В диагнозе он ошибся, но девочка была страшно больна, и он не мог вспомнить, чтобы когда-нибудь в жизни ему было так тяжело. Портовый город Тулон, куда они прибыли через несколько мучительных часов, по величине и виду почти не отличался от Норфолка в Виргинии, являя глазу такую же неприглядную зазубренную панораму кранов и пирсов, такую же маслянистую гавань и суету приморского кочевья. Не то место, куда приезжают отдыхать и любоваться окрестностями или привозят больного ребенка, – а Пегги, как они поняли с самого начала, была больна тяжелее некуда. Ее рвало по всему вагону, ее бил озноб, красивые светлые волосы прилипли колбу и шее, и раньше, чем поезд успел одолеть триста с лишним километров душного Прованса, она забылась в бреду. Сдуру, в панике, вместо того чтобы отправиться прямо в больницу, они поехали в гостиницу – казарменного вида здание с пальмами в кадках, навевавшее мысли о коммивояжерах и случайных связях. За дикую цену («La saison, vous savez», [192] – пояснил администратор, словно Тулон был курортом) они сняли два смежных номера и в один поместили младших детей, а сами с Пегги заняли другой. И тут, в сумерках, прямо у них на глазах лицо мокрой и растрепанной девочки стало ярко-малиновым, все, кроме треугольника между носом и ртом, который был белым как мел и сделал ее похожей на клоуна. «C'est la scarlatine», [193] – сказал приятный молодой врач, только взглянув на ребенка. Потом он объяснил, что случай, судя по всему, крайне тяжелый, и велел везти ее в больницу. Несмотря на суматоху, администратору все же удалось найти какую-то серьезную пожилую женщину, чтобы присмотрела за детьми, и тогда Касс и Поппи, осунувшиеся, несчастные, молча завернули Пегги в одеяло и помчались по засаженным пальмами улицам на такси, которое вел отзывчивый и усердный маньяк. Иногда жизнь, думал Касс, держа на руках горячее тело дочери, иногда жизнь бывает страшнее войны. В гулком, пропахшем карболкой больничном коридоре, по которому с мрачной таинственностью бесшумно сновали монашки в кремовых балахонах, Касс и Поппи прождали до утра. Они не обменялись ни словом. На рассвете вышел усталый и хмурый врач. Пенициллин на нее слабо действует. Впрочем, об этом еще рано говорить. Езжайте домой, отдохните. Возвращайтесь к десяти часам. На лице у пожилой няньки, которая стерегла младших, написана была такая тревога и испуг, что оно напоминало маску. «Les autres aussi, – прошептала она. – Ils ont la fièvre!» [194] Скарлатина, будь она проклята!

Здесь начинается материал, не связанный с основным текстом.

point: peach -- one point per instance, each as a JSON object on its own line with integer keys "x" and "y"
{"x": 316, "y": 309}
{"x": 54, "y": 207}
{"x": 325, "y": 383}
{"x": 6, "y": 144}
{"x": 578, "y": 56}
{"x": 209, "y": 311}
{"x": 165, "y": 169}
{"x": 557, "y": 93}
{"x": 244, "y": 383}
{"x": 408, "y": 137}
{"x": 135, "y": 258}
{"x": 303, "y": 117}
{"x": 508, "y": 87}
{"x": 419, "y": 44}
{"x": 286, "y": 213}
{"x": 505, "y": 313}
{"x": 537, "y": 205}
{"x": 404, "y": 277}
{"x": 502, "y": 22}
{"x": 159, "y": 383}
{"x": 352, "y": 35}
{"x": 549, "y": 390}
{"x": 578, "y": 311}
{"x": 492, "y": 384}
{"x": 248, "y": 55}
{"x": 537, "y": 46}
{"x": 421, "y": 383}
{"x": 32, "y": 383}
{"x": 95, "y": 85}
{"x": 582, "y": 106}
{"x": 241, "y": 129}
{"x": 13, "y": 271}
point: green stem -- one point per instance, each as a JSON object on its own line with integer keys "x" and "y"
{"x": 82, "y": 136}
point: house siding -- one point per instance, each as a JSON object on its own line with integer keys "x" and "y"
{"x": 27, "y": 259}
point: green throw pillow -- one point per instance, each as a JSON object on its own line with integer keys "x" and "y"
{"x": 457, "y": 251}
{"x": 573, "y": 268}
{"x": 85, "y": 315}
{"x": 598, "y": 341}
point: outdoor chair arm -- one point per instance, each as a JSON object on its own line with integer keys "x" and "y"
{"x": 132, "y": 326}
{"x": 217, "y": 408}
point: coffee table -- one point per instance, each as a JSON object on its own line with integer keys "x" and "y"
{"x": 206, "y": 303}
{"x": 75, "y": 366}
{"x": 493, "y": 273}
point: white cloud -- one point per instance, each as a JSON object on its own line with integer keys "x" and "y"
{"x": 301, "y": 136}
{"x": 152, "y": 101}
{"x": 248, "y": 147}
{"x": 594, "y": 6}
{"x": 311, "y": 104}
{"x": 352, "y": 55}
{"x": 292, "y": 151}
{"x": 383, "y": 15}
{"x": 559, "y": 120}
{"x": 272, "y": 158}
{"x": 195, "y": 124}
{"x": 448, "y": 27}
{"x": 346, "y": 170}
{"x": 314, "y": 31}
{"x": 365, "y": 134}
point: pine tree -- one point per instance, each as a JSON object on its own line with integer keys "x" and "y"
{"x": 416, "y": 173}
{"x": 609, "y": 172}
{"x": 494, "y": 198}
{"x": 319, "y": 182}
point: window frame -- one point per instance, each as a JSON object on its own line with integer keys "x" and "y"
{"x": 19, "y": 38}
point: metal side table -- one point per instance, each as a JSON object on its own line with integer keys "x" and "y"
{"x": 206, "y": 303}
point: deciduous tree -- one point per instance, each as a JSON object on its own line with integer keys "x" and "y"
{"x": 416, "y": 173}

В десять часов утра, оставив Поппи с детьми (за это время у них побывал еще один врач, тоже с пенициллином), он опять поехал в больницу. Там ему сообщили, что у девочки судороги; ей сделали пункцию, она показала страшное осложнение; в самих словах Кассу послышалось что-то позорное и роковое:, стрептококковый менингит. Нередкое осложнение в особенно тяжелых случаях, сказал врач. Касс тихонько вошел в палату и поглядел на дочь: она, казалось, едва дышала, а в пылавшем лице, под краснотой, проступало что-то восковое. «Ой, детка, не надо», – прошептал он. Прогноз, le prognostique, увы, сказал врач (и впрямь ведь плечами пожимают, лягушатники!), прогноз никак нельзя назвать благоприятным.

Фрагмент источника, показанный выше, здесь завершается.